Many but not all of the overwintering pelargoniums survived, and are producing new leaves now the weather's warmer. I picked off the old, brown leaves, cut out the dead stems, and soaked them lavishly with liquid seaweed solution. They will need feeding regularly through the summer. It is so easy just to water everything with the hose to save time, I am not so good at feeding my potted plants as I should be. I was shocked at how dry some of the pelargoniums were, since I have been watering them since the weather warmed up, but clearly not enough.

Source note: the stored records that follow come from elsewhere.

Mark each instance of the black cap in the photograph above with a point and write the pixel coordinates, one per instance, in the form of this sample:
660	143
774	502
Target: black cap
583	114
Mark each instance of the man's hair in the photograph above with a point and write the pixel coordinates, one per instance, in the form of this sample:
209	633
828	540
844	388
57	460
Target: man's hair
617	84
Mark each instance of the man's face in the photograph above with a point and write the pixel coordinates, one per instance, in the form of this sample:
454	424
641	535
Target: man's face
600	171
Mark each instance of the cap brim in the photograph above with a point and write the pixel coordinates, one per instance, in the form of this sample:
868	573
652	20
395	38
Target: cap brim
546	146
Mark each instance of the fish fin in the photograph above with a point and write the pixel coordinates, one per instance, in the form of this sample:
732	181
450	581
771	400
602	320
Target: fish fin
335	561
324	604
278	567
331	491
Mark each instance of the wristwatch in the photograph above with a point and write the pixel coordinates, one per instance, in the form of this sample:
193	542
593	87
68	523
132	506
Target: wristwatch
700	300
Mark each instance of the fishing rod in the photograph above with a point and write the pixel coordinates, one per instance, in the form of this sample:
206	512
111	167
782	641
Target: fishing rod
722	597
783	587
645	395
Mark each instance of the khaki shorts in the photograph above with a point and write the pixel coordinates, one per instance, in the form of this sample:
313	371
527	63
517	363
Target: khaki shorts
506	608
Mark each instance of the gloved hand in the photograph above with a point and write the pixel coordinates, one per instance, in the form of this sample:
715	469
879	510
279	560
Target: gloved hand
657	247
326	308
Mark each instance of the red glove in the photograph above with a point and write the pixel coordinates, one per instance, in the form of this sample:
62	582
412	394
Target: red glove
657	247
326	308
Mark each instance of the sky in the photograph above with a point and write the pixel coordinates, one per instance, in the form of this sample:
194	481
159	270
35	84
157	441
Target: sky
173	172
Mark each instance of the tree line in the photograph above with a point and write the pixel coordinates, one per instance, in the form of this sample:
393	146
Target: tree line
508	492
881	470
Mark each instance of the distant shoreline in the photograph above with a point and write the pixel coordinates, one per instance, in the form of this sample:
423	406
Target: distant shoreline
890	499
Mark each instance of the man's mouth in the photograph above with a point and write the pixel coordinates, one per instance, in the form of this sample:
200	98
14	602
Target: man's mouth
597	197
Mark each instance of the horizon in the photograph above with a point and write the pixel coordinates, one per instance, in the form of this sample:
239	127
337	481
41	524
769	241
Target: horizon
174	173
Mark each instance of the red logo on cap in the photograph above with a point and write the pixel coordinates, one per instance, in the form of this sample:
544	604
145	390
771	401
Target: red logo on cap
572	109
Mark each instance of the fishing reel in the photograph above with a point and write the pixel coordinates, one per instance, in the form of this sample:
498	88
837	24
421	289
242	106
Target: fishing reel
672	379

My final challenge for the day, which I did not complete, was to remove a potbound Agapanthus from its container without breaking the latter. The pot is a rather nice one with a pie crust top, while the Agapanthus is a nameless hybrid picked out because it was a good, dark shade of blue. I decided that on balance I attached more value to the pot than the plant. Getting the plant out while keeping the pot intact is proving slow and difficult work, partly because Agapanthus roots tend to hang on to terracotta, but mainly because I had committed the cardinal error of potting something that would in due course need repotting in a pot that was narrower at the top than it was further down. Don't do that. If you are potting a long-lived species that you hope may grow, use a traditional flower pot shaped pot out of which the rootball will slide relatively easily, when the time comes. Save the ones with wide middles and narrower necks for annual pretties which will simply be hauled out and composted when they've finished doing their stuff. I speak as one who knows.